Falas ferinas

Lívia Garcia-Roza retrata os subterrâneos da mulher em "Restou o cão"
Livia Garcia-Roza: narrativas curtas que primam pela síntese.
01/06/2005

Qual foi a grande conquista da mulher ocidental nos últimos cem anos? O direito de falar livremente sobre suas questões mais íntimas, sem ser censurada pela força masculina. Mas o exercício desse direito, seja na literatura, no cinema e na televisão, seja no cotidiano, muitas vezes a leva a discursar compulsivamente. Falar. Dizer. Relatar. Nunca na literatura brasileira o discurso direto foi tão usado. Por mais que as palavras não alcancem representar com fidelidade os movimentos tortuosos do espírito, as filhas, as mães e as esposas da primeira coletânea de contos de Livia Garcia-Roza (psicanalista, ou seja, acostumada a escutar) precisam, querem, necessitam falar, dizer, relatar, narrar, contar, confessar. Raramente com ternura. Freqüentemente com raiva e desprezo.

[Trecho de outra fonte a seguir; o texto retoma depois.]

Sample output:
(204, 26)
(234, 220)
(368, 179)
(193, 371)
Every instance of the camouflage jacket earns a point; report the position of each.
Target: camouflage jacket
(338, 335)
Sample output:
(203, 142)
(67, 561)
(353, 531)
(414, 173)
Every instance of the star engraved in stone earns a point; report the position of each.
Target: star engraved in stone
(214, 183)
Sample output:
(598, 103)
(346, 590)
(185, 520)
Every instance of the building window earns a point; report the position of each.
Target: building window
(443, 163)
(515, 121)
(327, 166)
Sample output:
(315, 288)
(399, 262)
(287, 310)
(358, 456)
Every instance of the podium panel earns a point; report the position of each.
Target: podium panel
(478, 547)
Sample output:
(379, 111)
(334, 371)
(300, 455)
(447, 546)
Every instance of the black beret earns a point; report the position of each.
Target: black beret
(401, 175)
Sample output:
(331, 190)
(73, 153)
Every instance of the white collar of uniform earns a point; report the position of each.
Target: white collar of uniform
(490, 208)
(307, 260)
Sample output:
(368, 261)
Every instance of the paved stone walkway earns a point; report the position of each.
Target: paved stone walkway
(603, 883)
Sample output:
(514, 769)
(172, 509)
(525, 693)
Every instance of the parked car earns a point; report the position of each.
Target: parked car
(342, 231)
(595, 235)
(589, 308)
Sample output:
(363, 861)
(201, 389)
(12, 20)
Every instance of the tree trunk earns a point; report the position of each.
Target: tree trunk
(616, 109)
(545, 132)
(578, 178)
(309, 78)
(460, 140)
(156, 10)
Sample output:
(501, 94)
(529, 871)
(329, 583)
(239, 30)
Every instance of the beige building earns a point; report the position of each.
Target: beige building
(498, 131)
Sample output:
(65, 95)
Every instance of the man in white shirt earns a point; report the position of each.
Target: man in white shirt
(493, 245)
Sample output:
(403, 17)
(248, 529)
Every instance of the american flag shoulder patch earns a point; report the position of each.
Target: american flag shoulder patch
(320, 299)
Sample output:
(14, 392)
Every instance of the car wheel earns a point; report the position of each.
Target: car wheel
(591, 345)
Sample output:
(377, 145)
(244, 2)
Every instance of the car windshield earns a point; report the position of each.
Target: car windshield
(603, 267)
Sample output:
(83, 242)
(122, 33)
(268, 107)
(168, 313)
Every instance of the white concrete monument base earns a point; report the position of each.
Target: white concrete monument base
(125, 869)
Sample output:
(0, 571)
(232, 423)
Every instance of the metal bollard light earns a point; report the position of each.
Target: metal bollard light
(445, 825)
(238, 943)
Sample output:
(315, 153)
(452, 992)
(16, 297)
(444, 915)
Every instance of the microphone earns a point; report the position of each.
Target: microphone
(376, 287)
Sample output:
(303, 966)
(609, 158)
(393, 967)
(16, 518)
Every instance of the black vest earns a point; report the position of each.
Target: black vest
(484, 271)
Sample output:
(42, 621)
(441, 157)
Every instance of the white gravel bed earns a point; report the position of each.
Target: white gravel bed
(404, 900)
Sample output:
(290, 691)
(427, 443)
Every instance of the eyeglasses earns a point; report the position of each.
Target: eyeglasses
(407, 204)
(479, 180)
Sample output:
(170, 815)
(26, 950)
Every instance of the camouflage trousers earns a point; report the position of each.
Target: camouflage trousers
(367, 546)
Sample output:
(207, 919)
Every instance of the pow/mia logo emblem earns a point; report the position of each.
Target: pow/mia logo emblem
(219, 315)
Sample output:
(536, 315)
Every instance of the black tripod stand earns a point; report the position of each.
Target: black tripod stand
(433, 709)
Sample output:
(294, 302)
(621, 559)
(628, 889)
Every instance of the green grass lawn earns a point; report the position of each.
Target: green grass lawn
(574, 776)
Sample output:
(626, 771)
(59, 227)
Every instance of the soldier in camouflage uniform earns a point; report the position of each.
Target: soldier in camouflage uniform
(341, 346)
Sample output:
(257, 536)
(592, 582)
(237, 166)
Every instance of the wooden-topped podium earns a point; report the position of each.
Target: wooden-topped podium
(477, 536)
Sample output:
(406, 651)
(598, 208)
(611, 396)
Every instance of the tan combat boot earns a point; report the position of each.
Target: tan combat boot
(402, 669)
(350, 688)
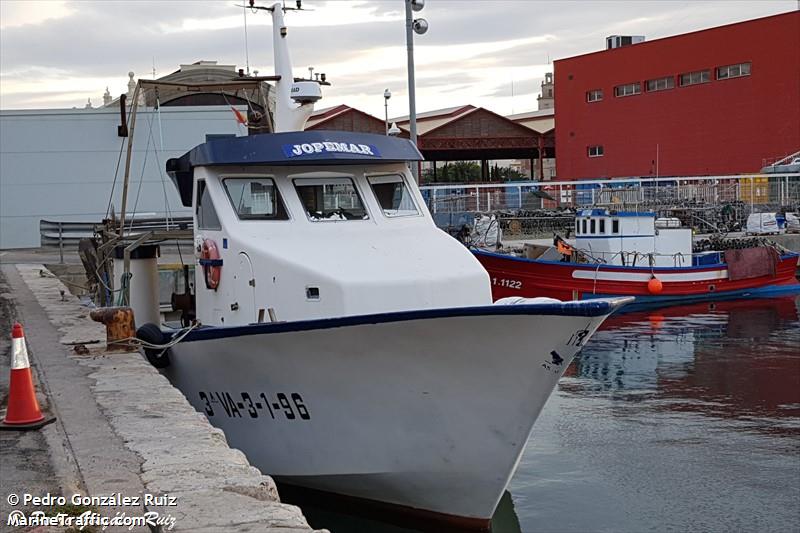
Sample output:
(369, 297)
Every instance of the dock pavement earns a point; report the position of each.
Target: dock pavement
(122, 431)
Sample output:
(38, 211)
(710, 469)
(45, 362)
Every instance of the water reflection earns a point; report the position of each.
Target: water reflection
(678, 419)
(337, 518)
(738, 359)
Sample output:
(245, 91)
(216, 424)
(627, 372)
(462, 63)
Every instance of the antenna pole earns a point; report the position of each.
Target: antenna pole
(126, 181)
(412, 104)
(246, 50)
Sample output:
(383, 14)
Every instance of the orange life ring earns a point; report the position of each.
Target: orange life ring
(211, 263)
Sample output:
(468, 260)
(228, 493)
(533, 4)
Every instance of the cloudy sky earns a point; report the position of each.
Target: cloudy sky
(59, 53)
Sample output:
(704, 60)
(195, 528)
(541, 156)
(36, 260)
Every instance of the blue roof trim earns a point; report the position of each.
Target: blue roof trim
(295, 148)
(611, 213)
(602, 266)
(587, 308)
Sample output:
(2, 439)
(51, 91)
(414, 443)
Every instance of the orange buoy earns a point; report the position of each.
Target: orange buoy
(655, 286)
(211, 263)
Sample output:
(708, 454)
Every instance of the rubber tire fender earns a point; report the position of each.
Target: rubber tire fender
(152, 333)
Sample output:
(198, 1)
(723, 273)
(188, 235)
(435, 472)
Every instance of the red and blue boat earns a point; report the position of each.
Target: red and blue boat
(622, 253)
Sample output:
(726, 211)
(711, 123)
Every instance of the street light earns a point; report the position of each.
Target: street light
(386, 95)
(419, 26)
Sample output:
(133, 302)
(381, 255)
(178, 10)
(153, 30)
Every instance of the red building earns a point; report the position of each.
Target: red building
(724, 100)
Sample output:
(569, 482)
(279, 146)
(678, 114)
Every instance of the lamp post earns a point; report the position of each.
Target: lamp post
(386, 95)
(419, 26)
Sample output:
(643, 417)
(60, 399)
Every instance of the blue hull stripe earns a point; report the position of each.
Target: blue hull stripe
(605, 267)
(660, 301)
(585, 308)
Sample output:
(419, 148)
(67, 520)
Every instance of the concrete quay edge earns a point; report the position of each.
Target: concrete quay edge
(141, 435)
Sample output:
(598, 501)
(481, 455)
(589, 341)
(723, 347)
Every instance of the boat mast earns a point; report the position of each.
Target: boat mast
(288, 115)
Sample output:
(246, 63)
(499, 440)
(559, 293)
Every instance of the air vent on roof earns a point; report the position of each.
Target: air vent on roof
(617, 41)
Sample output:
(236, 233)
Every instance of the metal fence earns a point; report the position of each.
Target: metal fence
(538, 209)
(756, 190)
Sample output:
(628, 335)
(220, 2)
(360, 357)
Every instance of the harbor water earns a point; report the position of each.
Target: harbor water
(677, 419)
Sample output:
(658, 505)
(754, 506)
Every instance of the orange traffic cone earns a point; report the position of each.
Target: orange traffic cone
(23, 409)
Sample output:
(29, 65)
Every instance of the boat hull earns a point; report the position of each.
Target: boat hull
(429, 411)
(514, 276)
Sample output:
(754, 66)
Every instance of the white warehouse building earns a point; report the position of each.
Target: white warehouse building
(59, 164)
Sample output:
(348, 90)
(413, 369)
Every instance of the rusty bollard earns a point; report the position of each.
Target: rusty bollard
(119, 326)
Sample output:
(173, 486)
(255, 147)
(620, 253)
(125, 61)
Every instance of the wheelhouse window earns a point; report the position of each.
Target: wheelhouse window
(330, 199)
(594, 95)
(694, 78)
(733, 71)
(393, 196)
(660, 84)
(594, 151)
(629, 89)
(204, 208)
(255, 198)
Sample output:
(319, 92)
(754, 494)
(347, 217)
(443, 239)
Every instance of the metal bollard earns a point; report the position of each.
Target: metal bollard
(119, 324)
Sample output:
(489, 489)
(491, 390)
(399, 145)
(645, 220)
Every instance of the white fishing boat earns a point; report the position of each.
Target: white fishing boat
(346, 344)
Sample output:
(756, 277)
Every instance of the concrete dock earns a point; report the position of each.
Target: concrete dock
(121, 428)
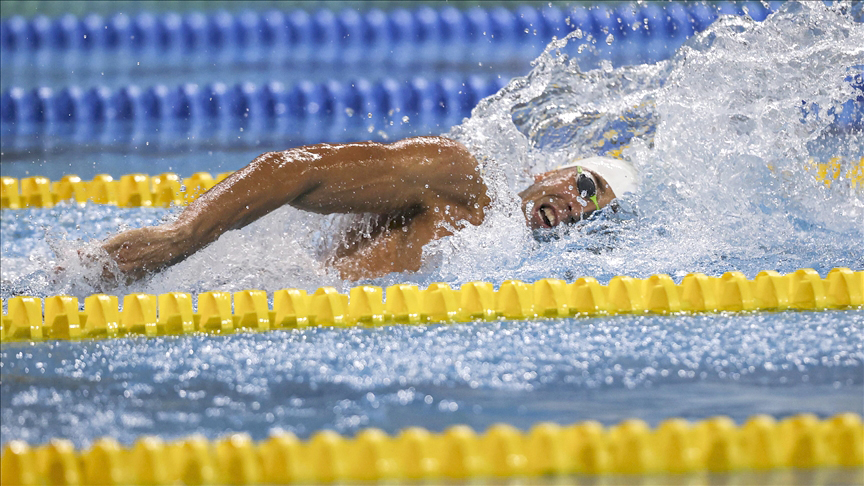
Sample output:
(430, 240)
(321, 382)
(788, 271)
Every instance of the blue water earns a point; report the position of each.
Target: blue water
(565, 370)
(724, 150)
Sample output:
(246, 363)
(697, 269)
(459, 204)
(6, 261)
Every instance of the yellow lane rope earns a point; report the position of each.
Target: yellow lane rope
(715, 445)
(131, 190)
(135, 190)
(253, 310)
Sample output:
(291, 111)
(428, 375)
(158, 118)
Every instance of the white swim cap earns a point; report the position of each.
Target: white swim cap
(619, 174)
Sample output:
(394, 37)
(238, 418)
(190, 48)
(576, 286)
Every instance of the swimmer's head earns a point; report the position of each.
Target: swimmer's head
(576, 190)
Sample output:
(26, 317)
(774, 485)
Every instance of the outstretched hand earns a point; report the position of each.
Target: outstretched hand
(141, 251)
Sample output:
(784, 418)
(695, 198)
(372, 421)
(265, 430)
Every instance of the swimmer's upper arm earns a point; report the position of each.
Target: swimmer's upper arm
(379, 178)
(366, 177)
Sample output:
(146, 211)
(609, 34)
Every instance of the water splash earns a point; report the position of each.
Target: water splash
(726, 135)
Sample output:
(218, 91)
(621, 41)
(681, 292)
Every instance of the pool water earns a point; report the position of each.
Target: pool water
(725, 135)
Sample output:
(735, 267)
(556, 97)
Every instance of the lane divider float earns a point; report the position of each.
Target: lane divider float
(676, 446)
(172, 314)
(131, 190)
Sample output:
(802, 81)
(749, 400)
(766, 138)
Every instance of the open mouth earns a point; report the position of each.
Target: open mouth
(548, 216)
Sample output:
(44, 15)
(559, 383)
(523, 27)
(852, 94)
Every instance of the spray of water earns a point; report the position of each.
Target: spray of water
(725, 135)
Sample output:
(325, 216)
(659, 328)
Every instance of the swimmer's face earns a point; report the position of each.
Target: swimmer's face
(564, 196)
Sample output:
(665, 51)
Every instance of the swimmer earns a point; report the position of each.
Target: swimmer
(417, 189)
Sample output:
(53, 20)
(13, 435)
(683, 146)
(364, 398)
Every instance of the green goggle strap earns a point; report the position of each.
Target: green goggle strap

Restou o cão reúne 25 contos curtos em que a voz masculina, em geral tão cartesiana e tão equilibrada, pouquíssimas vezes assume o controle do discurso. Manifestações bastante violentas da sexualidade são relatadas, por exemplo, pela prostituta mirim de Essa menina e pela menina interessada nas cambalhotas copulativas de sua empregada, em Sexo. Reclamações generalizadas de esposas contra seus maridos alheados e insensíveis podem ser ouvidas em Restou o cão, Logo hoje, Papoulas e Os sessenta. Reclamações generalizadas de mães contra seus filhos independentes e mal-agradecidos podem ser acompanhadas em Saco e Instruções. O mundo solitário e sádico da infância imaginária ou da infância real está em Wallace e Cristina. Em Madame Rapunzel e O carneirinho, da mesma maneira que em mais da metade das narrativas desse livro, as relações familiares surgem sem a maquiagem dos hábitos e dos rituais exaustivamente cultivados. E assim vai, no ziguezague das falas ferinas.

“Falo, logo existo”, esse poderia ser o bordão das protagonistas da coletânea recém-lançada dessa autora que, ao permitir que venham à tona, com ironia mas também sempre com muita elegância, os subterrâneos da mulher, se aproxima da exímia e envolvente Lygia Fagundes Telles. Agarradas ao seu rancor e ao seu pavor, as filhas, as mães e as esposas criadas por Livia Garcia-Roza falam, dizem, relatam, narram, contam, confessam compulsivamente. De maneira cômica. De maneira melancólica. De maneira esquizofrênica. Essas mulheres falam, logo existem, mesmo quando se sentem na obrigação de justificar, quase constrangidas, o pipocar de vocábulos raros, cultos: “Vi, sim, no dicionário!”, vão logo avisando.

A maior parte dos relatos de Restou o cão chega até nós transtornada pelo transbordamento, pela voz embargada, pelo gozo conquistado depois de infinitas batalhas contra a hegemonia masculina principalmente no plano da literatura. Agora são as crianças, as mães e as esposas que põem em xeque, por exemplo, a própria instituição matrimonial. Na obra de Livia Garcia-Roza — além desta coletânea de contos, recomendo também os romances Meus queridos estranhos e Cine Odeon —, o casamento e a família têm sua lógica particular, suas leis específicas, sua coerência própria. A lógica, as leis e a coerência da dissidência. Para as crianças, as mães e as esposas de Livia Garcia-Roza a sociedade atual, moldada pelo macho da espécie (tipo que também dá as caras em dois contos), se organiza sobre um palco, e essa idéia de encenação é explicitada em Teatro, um dos melhores contos da coletânea.

Restou o cão e outros contos
Livia Garcia-Roza
Companhia das Letras
109 págs.
Nelson de Oliveira

É ficcionista e crítico literário. É autor de Poeira: demônios e maldições e Ódio sustenido, entre outros.